Doyon Ltd. plans third test well in Nenana Basin for 2016
Despite the slump in crude oil prices an Alaska Native corporation is pushing ahead with a multi-year exploration program in the Nenana Basin in Interior Alaska and will drill a third test well in 2016, Doyon Ltd. CEO Aaron Schutt said Aug. 13.
Doyon will drill the Toghotthele No. 1 test well near where two earlier tests were drilled, in a area about 60 miles southwest of Fairbanks.
The corporation is the first to conduct a sustained exploration program in large undeveloped basins in the state’s Interior. Commercial oil and gas discoveries in Alaska have been so far made only in Cook Inlet and on the North Slope.
The Interior basins were long believed to be mainly gas-prone by state geologists but Doyon’s exploration has confirmed the presence of oil as well as gas in the Nenana Basin, as well as indications of oil as well as gas in the large Yukon Flats basin further north, where Doyon is also exploring.
Doyon is drilling the well with its own funds, although the state’s exploration incentive program could provide assistance. The corporation drilled the second well itself, also with the benefit of the incentives, but had partners on the first well.
The corporation drilled two wells previously in the Nenana Basin with significant shows of oil and gas. Several seismic programs have also been conducted, the most recent in late 2014, Schutt said.
Doyon holds 400,000 acres of state oil and gas leases and owns another 200,000 acres itself.
The corporation is one of the largest private landowners in the U.S. with about 12 million acres of surface and subsurface lands, mostly in Interior Alaska. Besides exploring on mainly state-owned lands in the Nenana Basin, Doyon is also exploring on its own lands in the Yukon Flats, a large sedimentary basin along the Yukon River north of Fairbanks.
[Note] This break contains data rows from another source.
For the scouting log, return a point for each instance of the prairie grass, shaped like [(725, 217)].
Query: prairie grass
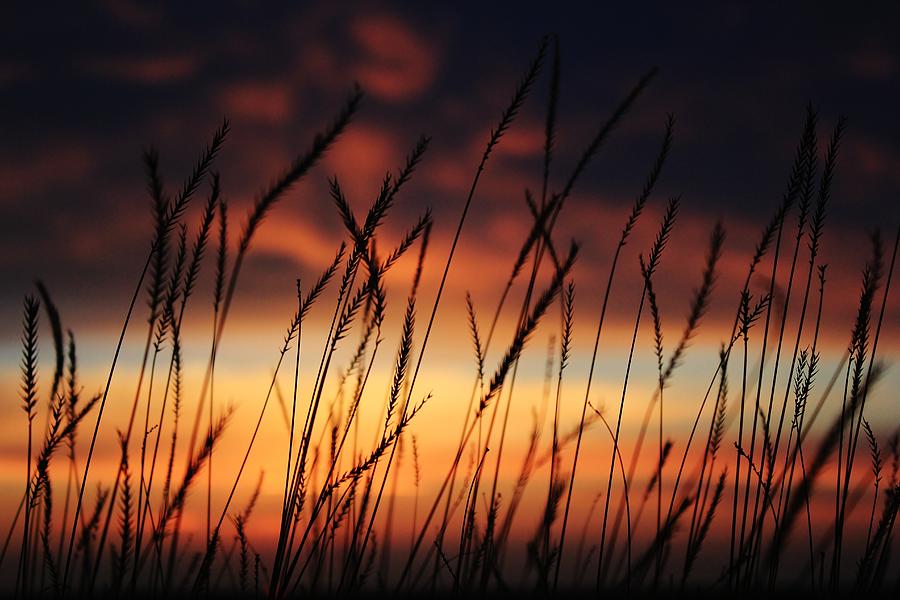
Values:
[(341, 501)]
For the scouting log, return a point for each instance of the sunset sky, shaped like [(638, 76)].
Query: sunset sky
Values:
[(87, 89)]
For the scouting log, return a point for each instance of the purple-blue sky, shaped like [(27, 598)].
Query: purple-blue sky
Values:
[(86, 86), (85, 89)]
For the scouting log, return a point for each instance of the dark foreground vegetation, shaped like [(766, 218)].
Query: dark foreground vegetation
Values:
[(748, 466)]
Doyon’s exploration in the Nenana Basin began in 2005.
The corporation believes it is now closing in on a target with good prospects.
A primary goal of the overall program is oil but the basin is also known to be gas-charged and there are high hopes for a commercial gas deposit might be found at the third well.
“We are excited to begin the next phase of our exploration program,” in the Nenana Basin, Schutt said.
“Building on promising results from each of our earlier programs, we have substantially reduced exploration risks to a point that we estimate the chance developable (commercial) gas at one in two, and one in five for oil.”
According to a statement issued with the well announcement, “The results (to date) show an active hydrocarbon system throughout the basin with source rocks that produce oil and gas, world-class reservoir rocks, abundant traps, and rock types that should seal oil the traps.
“The Nunivak #2 well in 2013, while not commercial, encountered thick sections of natural gas-charged reservoir rocks. Analysis of Nunivak #2 gas also demonstrated the presence of ‘wet’ hydrocarbon fractions including propane.”
The “Arctic Fox” drill rig, which is owned and operated by subsidiary Doyon Drilling, will be used to drill the well.
Toghotthele No. 1 will be drilled about seven miles west of Nenana and two miles north of the existing Totchaket Road that was built by Doyon for its earlier exploration. New road construction to the new site will be done this winter and the well itself will be drilled in the summer because of the year-around access to the site.
Doyon’s prospects are a few miles west of existing major infrastructure like the Parks Highway, the Fairbanks-Anchorage electric intertie and the route of a proposed large diameter natural gas pipeline.